Un’impresa ardua, considerando che le necessità principali di una cyber diplomacy consisterebbero nell’identificare un insieme di regole condivise, individuare gli attori coinvolti nelle varie operazioni cibernetiche e attribuire una valutazione ai loro comportamenti in relazione alle regole condivise preliminarmente tra gli stati. Esattamente quegli stessi aspetti che ad oggi presentano il massimo livello di incertezza e ambiguità; si pensi alla difficoltà nell’identificare l’autore di un attacco o alle differenti visioni giuridiche o di “dottrina” militare in relazioni all’impiego del mezzo cyber per scopi bellici.

Proprio su questo tema si delinea l’importante contributo italiano, con l’approvazione, nell’aprile 2017 durante l’incontro G7 a Lucca, della Dichiarazione del G7 sul comportamento responsabile degli stati nel Cyber Spazio, redatta dal gruppo Cyber G7, creato dal direttore centrale per la sicurezza del Ministero degli Esteri Gianfranco Incarnato. Un documento che, seppure non di natura vincolante, rappresenta la prima vera linea guida per un abbozzo di cyber diplomacy.

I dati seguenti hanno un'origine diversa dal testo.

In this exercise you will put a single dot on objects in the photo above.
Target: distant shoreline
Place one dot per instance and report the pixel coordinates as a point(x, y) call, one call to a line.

Altri importanti contributi arrivano proprio da uno dei membri del Cyber G7, Pierluigi Paganini, tra gli autori della Dichiarazione di Lucca, il quale, come illustrato in un’analisi sul sito web Security Affairs, ha elaborato soluzioni concrete per ottenere una profilazione degli hacker nell’underground e sviluppare metodologie per l’identificazione degli attacchi, presentando inoltre uno strumento di “Triage” per la risposta agli incidenti informatici; consentendo, insomma, di far fronte ad alcuni degli aspetti più problematici e ambigui dei cyber attacchi.